Она подбежала к отцу и положила руку ему на колено. Он взглянул на нее мутными кроличьими глазами и сказал: «Не сейчас, дочка». Абигайль склонила головку, чуть откинулась и игриво взглянула на него из-под бровей. Это был верный способ умаслить родителей, да и вообще кого угодно, и вызвать у взрослых улыбку. Но сейчас у нее ничего не вышло. Тогда она пододвинулась поближе, чтобы ухватить его за ухо, но он сердито встряхнул головой, словно норовистый жеребец: «Дочка, не приставай».

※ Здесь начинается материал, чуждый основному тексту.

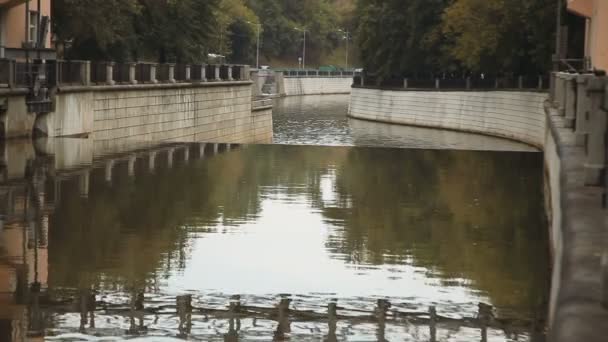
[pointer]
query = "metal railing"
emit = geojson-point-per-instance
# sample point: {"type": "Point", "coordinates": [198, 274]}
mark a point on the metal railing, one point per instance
{"type": "Point", "coordinates": [84, 73]}
{"type": "Point", "coordinates": [477, 82]}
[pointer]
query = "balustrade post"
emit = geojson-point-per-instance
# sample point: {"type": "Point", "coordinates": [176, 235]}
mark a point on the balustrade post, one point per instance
{"type": "Point", "coordinates": [229, 71]}
{"type": "Point", "coordinates": [153, 68]}
{"type": "Point", "coordinates": [110, 73]}
{"type": "Point", "coordinates": [216, 69]}
{"type": "Point", "coordinates": [85, 72]}
{"type": "Point", "coordinates": [520, 82]}
{"type": "Point", "coordinates": [171, 67]}
{"type": "Point", "coordinates": [187, 73]}
{"type": "Point", "coordinates": [595, 164]}
{"type": "Point", "coordinates": [132, 73]}
{"type": "Point", "coordinates": [560, 94]}
{"type": "Point", "coordinates": [570, 100]}
{"type": "Point", "coordinates": [583, 106]}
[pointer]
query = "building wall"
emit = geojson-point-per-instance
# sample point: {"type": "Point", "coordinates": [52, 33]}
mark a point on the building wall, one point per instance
{"type": "Point", "coordinates": [296, 86]}
{"type": "Point", "coordinates": [206, 112]}
{"type": "Point", "coordinates": [597, 44]}
{"type": "Point", "coordinates": [514, 115]}
{"type": "Point", "coordinates": [14, 21]}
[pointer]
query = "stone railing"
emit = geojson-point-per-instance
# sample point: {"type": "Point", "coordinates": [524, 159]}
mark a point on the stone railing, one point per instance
{"type": "Point", "coordinates": [534, 82]}
{"type": "Point", "coordinates": [318, 73]}
{"type": "Point", "coordinates": [86, 73]}
{"type": "Point", "coordinates": [582, 99]}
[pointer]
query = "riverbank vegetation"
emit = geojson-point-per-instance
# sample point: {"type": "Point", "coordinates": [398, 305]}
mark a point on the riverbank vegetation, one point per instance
{"type": "Point", "coordinates": [390, 37]}
{"type": "Point", "coordinates": [399, 37]}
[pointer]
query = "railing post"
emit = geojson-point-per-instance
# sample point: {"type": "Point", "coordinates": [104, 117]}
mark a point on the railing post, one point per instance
{"type": "Point", "coordinates": [595, 164]}
{"type": "Point", "coordinates": [85, 72]}
{"type": "Point", "coordinates": [153, 73]}
{"type": "Point", "coordinates": [110, 73]}
{"type": "Point", "coordinates": [187, 73]}
{"type": "Point", "coordinates": [229, 71]}
{"type": "Point", "coordinates": [583, 106]}
{"type": "Point", "coordinates": [171, 67]}
{"type": "Point", "coordinates": [216, 69]}
{"type": "Point", "coordinates": [520, 82]}
{"type": "Point", "coordinates": [132, 69]}
{"type": "Point", "coordinates": [203, 73]}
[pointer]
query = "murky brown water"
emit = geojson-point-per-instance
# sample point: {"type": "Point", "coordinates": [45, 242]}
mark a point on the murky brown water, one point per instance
{"type": "Point", "coordinates": [258, 243]}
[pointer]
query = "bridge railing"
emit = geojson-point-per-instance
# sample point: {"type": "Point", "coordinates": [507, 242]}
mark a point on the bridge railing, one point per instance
{"type": "Point", "coordinates": [477, 82]}
{"type": "Point", "coordinates": [582, 101]}
{"type": "Point", "coordinates": [14, 74]}
{"type": "Point", "coordinates": [317, 73]}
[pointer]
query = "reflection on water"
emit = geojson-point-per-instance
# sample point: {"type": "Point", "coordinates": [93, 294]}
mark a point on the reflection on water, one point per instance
{"type": "Point", "coordinates": [322, 120]}
{"type": "Point", "coordinates": [238, 243]}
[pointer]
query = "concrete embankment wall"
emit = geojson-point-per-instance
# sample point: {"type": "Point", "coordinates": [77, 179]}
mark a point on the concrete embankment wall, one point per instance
{"type": "Point", "coordinates": [577, 218]}
{"type": "Point", "coordinates": [296, 86]}
{"type": "Point", "coordinates": [513, 115]}
{"type": "Point", "coordinates": [213, 112]}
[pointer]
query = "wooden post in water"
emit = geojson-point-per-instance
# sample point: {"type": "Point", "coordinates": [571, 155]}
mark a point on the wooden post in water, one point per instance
{"type": "Point", "coordinates": [433, 323]}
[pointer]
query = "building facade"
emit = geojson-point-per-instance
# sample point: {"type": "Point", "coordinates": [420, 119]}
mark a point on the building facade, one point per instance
{"type": "Point", "coordinates": [20, 25]}
{"type": "Point", "coordinates": [596, 30]}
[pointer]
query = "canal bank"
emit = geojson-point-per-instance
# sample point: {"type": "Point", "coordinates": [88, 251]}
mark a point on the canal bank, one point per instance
{"type": "Point", "coordinates": [573, 176]}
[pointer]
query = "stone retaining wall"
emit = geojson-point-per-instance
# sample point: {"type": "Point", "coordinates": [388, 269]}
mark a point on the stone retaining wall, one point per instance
{"type": "Point", "coordinates": [214, 112]}
{"type": "Point", "coordinates": [508, 114]}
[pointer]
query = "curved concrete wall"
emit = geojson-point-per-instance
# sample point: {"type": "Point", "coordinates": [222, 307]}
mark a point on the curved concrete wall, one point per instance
{"type": "Point", "coordinates": [295, 86]}
{"type": "Point", "coordinates": [513, 115]}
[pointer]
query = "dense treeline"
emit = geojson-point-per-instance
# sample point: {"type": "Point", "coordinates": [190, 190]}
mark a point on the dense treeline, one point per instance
{"type": "Point", "coordinates": [189, 30]}
{"type": "Point", "coordinates": [398, 37]}
{"type": "Point", "coordinates": [392, 37]}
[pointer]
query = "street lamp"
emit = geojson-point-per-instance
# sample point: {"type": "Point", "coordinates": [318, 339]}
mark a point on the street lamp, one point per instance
{"type": "Point", "coordinates": [257, 53]}
{"type": "Point", "coordinates": [347, 37]}
{"type": "Point", "coordinates": [304, 48]}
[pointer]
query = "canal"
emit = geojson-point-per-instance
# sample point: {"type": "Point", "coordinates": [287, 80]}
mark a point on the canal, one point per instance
{"type": "Point", "coordinates": [343, 230]}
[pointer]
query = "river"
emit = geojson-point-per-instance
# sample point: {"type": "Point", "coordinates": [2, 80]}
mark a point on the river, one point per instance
{"type": "Point", "coordinates": [409, 233]}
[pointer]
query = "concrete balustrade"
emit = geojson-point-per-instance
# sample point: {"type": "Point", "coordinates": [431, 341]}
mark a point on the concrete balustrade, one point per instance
{"type": "Point", "coordinates": [596, 148]}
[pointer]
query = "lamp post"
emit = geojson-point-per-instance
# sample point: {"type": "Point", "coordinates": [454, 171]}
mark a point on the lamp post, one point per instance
{"type": "Point", "coordinates": [347, 37]}
{"type": "Point", "coordinates": [304, 47]}
{"type": "Point", "coordinates": [257, 52]}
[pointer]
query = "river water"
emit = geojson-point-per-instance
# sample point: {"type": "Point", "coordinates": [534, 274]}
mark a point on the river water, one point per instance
{"type": "Point", "coordinates": [409, 234]}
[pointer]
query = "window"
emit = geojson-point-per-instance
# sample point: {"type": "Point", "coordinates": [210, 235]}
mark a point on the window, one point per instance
{"type": "Point", "coordinates": [33, 31]}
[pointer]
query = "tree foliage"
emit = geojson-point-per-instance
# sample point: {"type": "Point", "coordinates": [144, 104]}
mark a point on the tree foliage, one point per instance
{"type": "Point", "coordinates": [399, 37]}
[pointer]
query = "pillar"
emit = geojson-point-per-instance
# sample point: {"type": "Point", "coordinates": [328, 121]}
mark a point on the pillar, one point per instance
{"type": "Point", "coordinates": [595, 164]}
{"type": "Point", "coordinates": [187, 77]}
{"type": "Point", "coordinates": [83, 183]}
{"type": "Point", "coordinates": [187, 154]}
{"type": "Point", "coordinates": [132, 68]}
{"type": "Point", "coordinates": [153, 73]}
{"type": "Point", "coordinates": [170, 153]}
{"type": "Point", "coordinates": [131, 166]}
{"type": "Point", "coordinates": [110, 73]}
{"type": "Point", "coordinates": [216, 69]}
{"type": "Point", "coordinates": [152, 162]}
{"type": "Point", "coordinates": [171, 73]}
{"type": "Point", "coordinates": [85, 72]}
{"type": "Point", "coordinates": [109, 168]}
{"type": "Point", "coordinates": [570, 100]}
{"type": "Point", "coordinates": [583, 105]}
{"type": "Point", "coordinates": [201, 150]}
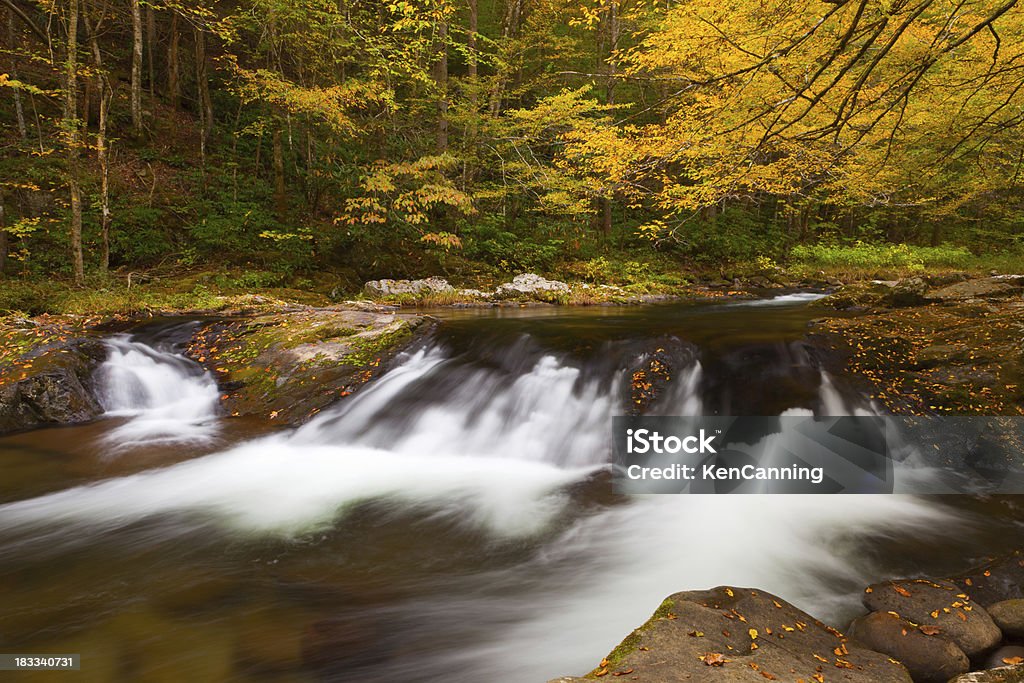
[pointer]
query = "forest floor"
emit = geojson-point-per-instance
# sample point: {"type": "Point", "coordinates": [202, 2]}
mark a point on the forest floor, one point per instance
{"type": "Point", "coordinates": [613, 281]}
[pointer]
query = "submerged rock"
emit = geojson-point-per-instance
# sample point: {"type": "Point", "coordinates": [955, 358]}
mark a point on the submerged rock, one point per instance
{"type": "Point", "coordinates": [909, 292]}
{"type": "Point", "coordinates": [940, 605]}
{"type": "Point", "coordinates": [999, 580]}
{"type": "Point", "coordinates": [928, 657]}
{"type": "Point", "coordinates": [529, 284]}
{"type": "Point", "coordinates": [739, 634]}
{"type": "Point", "coordinates": [389, 288]}
{"type": "Point", "coordinates": [989, 288]}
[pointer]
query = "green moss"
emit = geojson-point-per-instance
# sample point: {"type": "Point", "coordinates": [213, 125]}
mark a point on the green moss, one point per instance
{"type": "Point", "coordinates": [366, 350]}
{"type": "Point", "coordinates": [632, 641]}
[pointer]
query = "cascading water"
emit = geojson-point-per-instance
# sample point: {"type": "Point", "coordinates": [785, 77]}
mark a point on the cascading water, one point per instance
{"type": "Point", "coordinates": [164, 396]}
{"type": "Point", "coordinates": [485, 465]}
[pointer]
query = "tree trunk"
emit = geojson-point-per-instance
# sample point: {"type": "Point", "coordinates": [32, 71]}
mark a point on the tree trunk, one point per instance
{"type": "Point", "coordinates": [203, 85]}
{"type": "Point", "coordinates": [72, 124]}
{"type": "Point", "coordinates": [4, 243]}
{"type": "Point", "coordinates": [510, 27]}
{"type": "Point", "coordinates": [173, 66]}
{"type": "Point", "coordinates": [151, 52]}
{"type": "Point", "coordinates": [606, 217]}
{"type": "Point", "coordinates": [136, 68]}
{"type": "Point", "coordinates": [440, 76]}
{"type": "Point", "coordinates": [23, 130]}
{"type": "Point", "coordinates": [474, 18]}
{"type": "Point", "coordinates": [280, 189]}
{"type": "Point", "coordinates": [101, 151]}
{"type": "Point", "coordinates": [612, 46]}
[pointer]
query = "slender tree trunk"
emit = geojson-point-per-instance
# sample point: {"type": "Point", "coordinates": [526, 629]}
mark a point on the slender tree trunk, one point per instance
{"type": "Point", "coordinates": [612, 24]}
{"type": "Point", "coordinates": [280, 189]}
{"type": "Point", "coordinates": [510, 27]}
{"type": "Point", "coordinates": [173, 63]}
{"type": "Point", "coordinates": [203, 85]}
{"type": "Point", "coordinates": [474, 18]}
{"type": "Point", "coordinates": [613, 32]}
{"type": "Point", "coordinates": [151, 52]}
{"type": "Point", "coordinates": [72, 124]}
{"type": "Point", "coordinates": [440, 76]}
{"type": "Point", "coordinates": [102, 154]}
{"type": "Point", "coordinates": [4, 242]}
{"type": "Point", "coordinates": [136, 68]}
{"type": "Point", "coordinates": [23, 129]}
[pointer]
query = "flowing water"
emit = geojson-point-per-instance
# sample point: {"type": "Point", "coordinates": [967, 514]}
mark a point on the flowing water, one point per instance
{"type": "Point", "coordinates": [452, 521]}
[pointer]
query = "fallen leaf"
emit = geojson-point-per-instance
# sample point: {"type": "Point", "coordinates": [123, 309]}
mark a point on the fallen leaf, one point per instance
{"type": "Point", "coordinates": [714, 659]}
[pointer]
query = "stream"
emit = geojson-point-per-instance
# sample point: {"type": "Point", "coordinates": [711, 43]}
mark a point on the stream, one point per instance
{"type": "Point", "coordinates": [451, 521]}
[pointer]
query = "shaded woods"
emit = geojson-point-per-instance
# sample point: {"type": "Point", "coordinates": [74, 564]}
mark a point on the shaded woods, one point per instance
{"type": "Point", "coordinates": [318, 143]}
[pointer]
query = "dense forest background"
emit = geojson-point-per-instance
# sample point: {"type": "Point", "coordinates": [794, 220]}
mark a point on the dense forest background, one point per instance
{"type": "Point", "coordinates": [316, 143]}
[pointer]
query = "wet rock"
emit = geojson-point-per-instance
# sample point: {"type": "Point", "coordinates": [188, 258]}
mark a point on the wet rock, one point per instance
{"type": "Point", "coordinates": [1000, 656]}
{"type": "Point", "coordinates": [344, 644]}
{"type": "Point", "coordinates": [530, 285]}
{"type": "Point", "coordinates": [1001, 579]}
{"type": "Point", "coordinates": [738, 634]}
{"type": "Point", "coordinates": [1000, 675]}
{"type": "Point", "coordinates": [939, 604]}
{"type": "Point", "coordinates": [386, 288]}
{"type": "Point", "coordinates": [909, 292]}
{"type": "Point", "coordinates": [50, 385]}
{"type": "Point", "coordinates": [945, 279]}
{"type": "Point", "coordinates": [1009, 615]}
{"type": "Point", "coordinates": [988, 288]}
{"type": "Point", "coordinates": [930, 658]}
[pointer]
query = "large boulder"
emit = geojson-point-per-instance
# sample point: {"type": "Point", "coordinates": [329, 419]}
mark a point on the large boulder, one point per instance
{"type": "Point", "coordinates": [739, 634]}
{"type": "Point", "coordinates": [940, 605]}
{"type": "Point", "coordinates": [47, 380]}
{"type": "Point", "coordinates": [909, 292]}
{"type": "Point", "coordinates": [414, 288]}
{"type": "Point", "coordinates": [1001, 579]}
{"type": "Point", "coordinates": [1013, 674]}
{"type": "Point", "coordinates": [1009, 615]}
{"type": "Point", "coordinates": [929, 657]}
{"type": "Point", "coordinates": [986, 288]}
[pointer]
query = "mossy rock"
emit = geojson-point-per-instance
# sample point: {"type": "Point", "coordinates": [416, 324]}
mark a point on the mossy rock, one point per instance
{"type": "Point", "coordinates": [290, 366]}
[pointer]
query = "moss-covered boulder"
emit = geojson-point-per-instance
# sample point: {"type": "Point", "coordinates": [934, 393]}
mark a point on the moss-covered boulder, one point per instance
{"type": "Point", "coordinates": [739, 634]}
{"type": "Point", "coordinates": [289, 366]}
{"type": "Point", "coordinates": [46, 367]}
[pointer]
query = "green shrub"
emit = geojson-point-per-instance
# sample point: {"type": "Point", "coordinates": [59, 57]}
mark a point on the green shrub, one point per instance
{"type": "Point", "coordinates": [880, 256]}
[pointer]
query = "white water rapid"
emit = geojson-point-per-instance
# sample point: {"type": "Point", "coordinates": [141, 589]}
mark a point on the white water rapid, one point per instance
{"type": "Point", "coordinates": [502, 454]}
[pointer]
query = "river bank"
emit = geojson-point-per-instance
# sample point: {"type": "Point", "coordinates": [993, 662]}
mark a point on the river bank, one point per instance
{"type": "Point", "coordinates": [964, 629]}
{"type": "Point", "coordinates": [506, 515]}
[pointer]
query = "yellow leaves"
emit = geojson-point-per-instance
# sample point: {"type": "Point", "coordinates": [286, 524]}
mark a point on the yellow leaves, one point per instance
{"type": "Point", "coordinates": [714, 659]}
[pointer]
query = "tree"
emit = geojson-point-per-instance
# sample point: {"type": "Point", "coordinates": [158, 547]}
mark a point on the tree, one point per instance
{"type": "Point", "coordinates": [136, 68]}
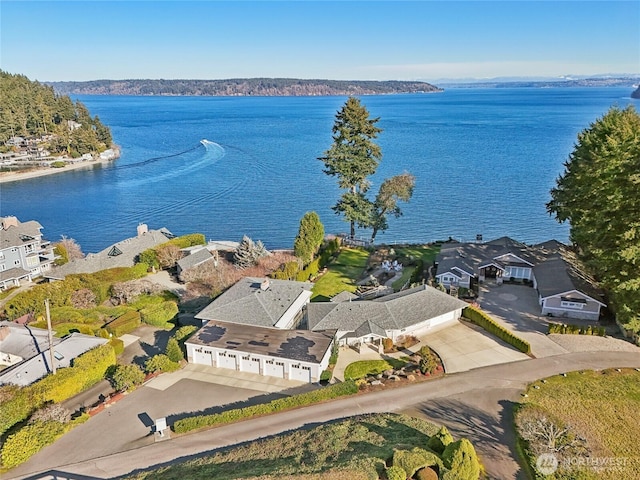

Когда в комнату вошла мать, отец совсем утонул в кресле и кашлянул. Абигайль ясно видела, да и трудно было не заметить, что он изображает, будто болен сильнее, чем на самом деле, лишь бы добиться участия матери. И в самом деле, Элиза остановилась около него и погладила по широченной куртке, закрывавшей его спину. Он снова кашлянул. Абигайль тоже готова была выказать ему участие, но чувствовала, что сейчас она ему не нужна. Ему нужна была мамочка. Вид у Элизы тоже был не слишком радостный, и Абигайль, обогнув отца, подошла к ней и ласково прижалась к юбке. Ее нежность была вознаграждена: мать опустила руку ей на плечо. Абигайль всегда старалась утешить ближнего, сделать окружающих хоть немного счастливее, чему и посвятила всю свою оставшуюся жизнь. Она преданно жила при матери еще долго после болезни отца, которая, пусть он поначалу и преувеличивал ее тяжесть, все-таки имела место и вскоре свела его в могилу. Потом место матери занял муж, который никогда не был с ней добр и ласков настолько, насколько мог бы, потому что у него просто не было в этом нужды.
— Боюсь, больше нам отдать нечего, — сказала мать отцу.
Отец кашлянул с крепко сжатыми губами, потом сказал:
— Они оставят нас без гроша. Долгие годы работы, все до последней спички — все достанется этим Теннисонам.